With this technique you can approach someone like William James in a much different way than an ordinary philosophologist would. Since you’ve already done your creative thinking before you read James, you don’t just go along with him. You get all kinds of fresh new ideas by contrasting what he’s saying with what you already believe. You’re not limited by any dead-ends of his thought and can often see ways of going around him. This was occurring in what Phædrus had read so far. He was getting a definite impression that James' philosophy was incomplete and that the Metaphysics of Quality might actually improve on it. A philosophologist would normally be indignant at the impertinence of someone thinking he could improve on the great Harvard philosopher, but James himself, to judge from what Phædrus had read so far, would have been very enthusiastic about the effort. He was, after all, a philosopher.

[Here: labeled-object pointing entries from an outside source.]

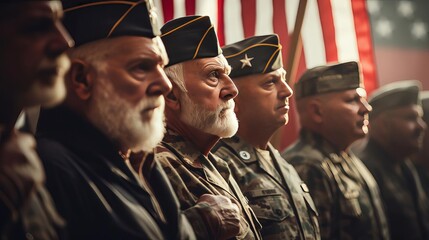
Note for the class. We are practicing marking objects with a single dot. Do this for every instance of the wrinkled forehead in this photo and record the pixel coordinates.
(11, 10)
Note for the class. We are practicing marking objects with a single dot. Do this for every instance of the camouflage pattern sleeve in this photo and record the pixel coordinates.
(318, 182)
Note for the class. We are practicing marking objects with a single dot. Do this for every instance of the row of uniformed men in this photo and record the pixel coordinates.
(210, 177)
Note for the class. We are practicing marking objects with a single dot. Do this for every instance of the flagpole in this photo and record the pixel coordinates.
(296, 44)
(294, 55)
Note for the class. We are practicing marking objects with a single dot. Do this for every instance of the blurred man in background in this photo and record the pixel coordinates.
(333, 112)
(32, 69)
(396, 133)
(114, 105)
(200, 111)
(279, 198)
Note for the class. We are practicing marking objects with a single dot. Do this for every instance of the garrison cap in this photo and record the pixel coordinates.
(394, 95)
(189, 38)
(424, 97)
(258, 54)
(91, 20)
(328, 78)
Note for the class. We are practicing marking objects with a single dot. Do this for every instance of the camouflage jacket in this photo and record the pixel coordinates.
(281, 201)
(344, 191)
(407, 207)
(210, 175)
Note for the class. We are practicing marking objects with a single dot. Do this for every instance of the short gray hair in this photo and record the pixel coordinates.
(175, 74)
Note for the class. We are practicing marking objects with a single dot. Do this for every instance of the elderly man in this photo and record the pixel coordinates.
(277, 195)
(333, 113)
(422, 158)
(114, 105)
(396, 133)
(199, 111)
(32, 69)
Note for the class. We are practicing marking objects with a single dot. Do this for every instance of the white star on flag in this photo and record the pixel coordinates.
(246, 61)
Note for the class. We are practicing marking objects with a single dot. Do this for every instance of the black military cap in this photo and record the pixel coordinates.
(189, 38)
(395, 95)
(91, 20)
(328, 78)
(258, 54)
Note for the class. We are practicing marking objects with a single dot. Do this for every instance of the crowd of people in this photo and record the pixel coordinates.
(157, 132)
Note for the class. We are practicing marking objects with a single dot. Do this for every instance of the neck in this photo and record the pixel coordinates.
(255, 136)
(394, 152)
(9, 113)
(203, 141)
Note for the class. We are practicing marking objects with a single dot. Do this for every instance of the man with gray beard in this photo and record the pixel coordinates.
(200, 111)
(33, 63)
(114, 106)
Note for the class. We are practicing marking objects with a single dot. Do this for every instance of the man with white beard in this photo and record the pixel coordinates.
(33, 63)
(114, 105)
(200, 111)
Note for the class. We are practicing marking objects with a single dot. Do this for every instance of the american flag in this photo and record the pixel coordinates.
(332, 30)
(400, 31)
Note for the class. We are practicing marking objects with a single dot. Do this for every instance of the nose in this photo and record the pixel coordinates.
(229, 91)
(421, 124)
(61, 40)
(365, 106)
(160, 84)
(285, 90)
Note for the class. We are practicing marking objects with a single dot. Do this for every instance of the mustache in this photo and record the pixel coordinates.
(230, 104)
(151, 102)
(61, 64)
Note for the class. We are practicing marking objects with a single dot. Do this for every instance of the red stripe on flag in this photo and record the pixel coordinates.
(190, 7)
(363, 37)
(168, 10)
(248, 14)
(290, 132)
(221, 22)
(280, 25)
(328, 29)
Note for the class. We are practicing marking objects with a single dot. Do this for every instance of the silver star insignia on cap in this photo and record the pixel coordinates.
(244, 155)
(246, 61)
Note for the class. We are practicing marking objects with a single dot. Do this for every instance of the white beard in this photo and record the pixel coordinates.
(125, 123)
(221, 122)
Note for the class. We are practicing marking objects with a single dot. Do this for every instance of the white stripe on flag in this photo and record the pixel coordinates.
(233, 22)
(312, 36)
(344, 30)
(291, 11)
(264, 17)
(207, 7)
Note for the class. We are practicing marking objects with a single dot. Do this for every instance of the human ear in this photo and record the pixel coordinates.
(172, 98)
(81, 80)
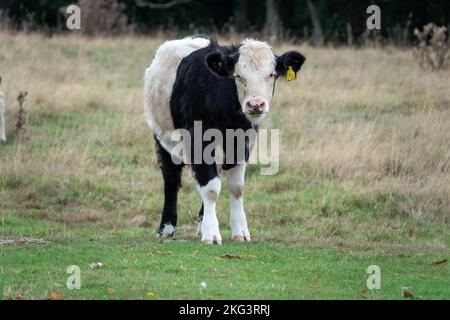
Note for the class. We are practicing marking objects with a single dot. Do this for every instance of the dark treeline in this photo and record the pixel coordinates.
(317, 21)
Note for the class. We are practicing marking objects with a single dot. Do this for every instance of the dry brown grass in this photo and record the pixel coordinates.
(368, 119)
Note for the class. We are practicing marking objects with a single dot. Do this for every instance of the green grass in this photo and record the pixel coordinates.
(135, 265)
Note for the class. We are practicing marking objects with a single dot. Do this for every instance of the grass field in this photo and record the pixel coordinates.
(364, 180)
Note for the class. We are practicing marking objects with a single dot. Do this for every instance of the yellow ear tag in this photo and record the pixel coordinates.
(290, 74)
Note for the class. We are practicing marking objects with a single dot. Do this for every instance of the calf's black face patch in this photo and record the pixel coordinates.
(222, 64)
(290, 59)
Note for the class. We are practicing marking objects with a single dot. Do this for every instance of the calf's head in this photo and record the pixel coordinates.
(255, 68)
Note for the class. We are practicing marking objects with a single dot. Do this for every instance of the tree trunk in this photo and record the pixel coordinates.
(273, 22)
(317, 36)
(242, 15)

Anyway, the reason Phædrus bought these books on James was that it was necessary to bone up a little in order to protect his Metaphysics of Quality against attack. So far he had pretty much ignored the philosophologists and they had pretty much returned the compliment. But with this next book he was unlikely to be so lucky, since a metaphysics is something anyone can pick to pieces. Some of them, at least, would be at it, picking and sneering in the time-honored tradition of literary critics, musicologists, and art historians, and he had better be ready for them.

A review of his book in the Harvard Educational Review had said that his idea of truth was the same as James. The London Times said he was a follower of Aristotle. Psychology Today said he was a follower of Hegel. If everyone was right he had certainly achieved a remarkable synthesis. But the comparison with James interested him most because it looked like there might be something to it.

It was also very good philosophological news. James is usually considered a very solid mainstream American philosopher, whereas Phædrus' first book had often been described as a cult book. He had a feeling the people who used that term wished it was a cult book and would go away like a cult book, perhaps because it was interfering with some philosophological cultism of their own. But if philosophologists were willing to accept the idea that the Metaphysics of Quality is an offshoot of James' work, then that cult charge was shattered. And this was good political news in a field where politics is a big factor.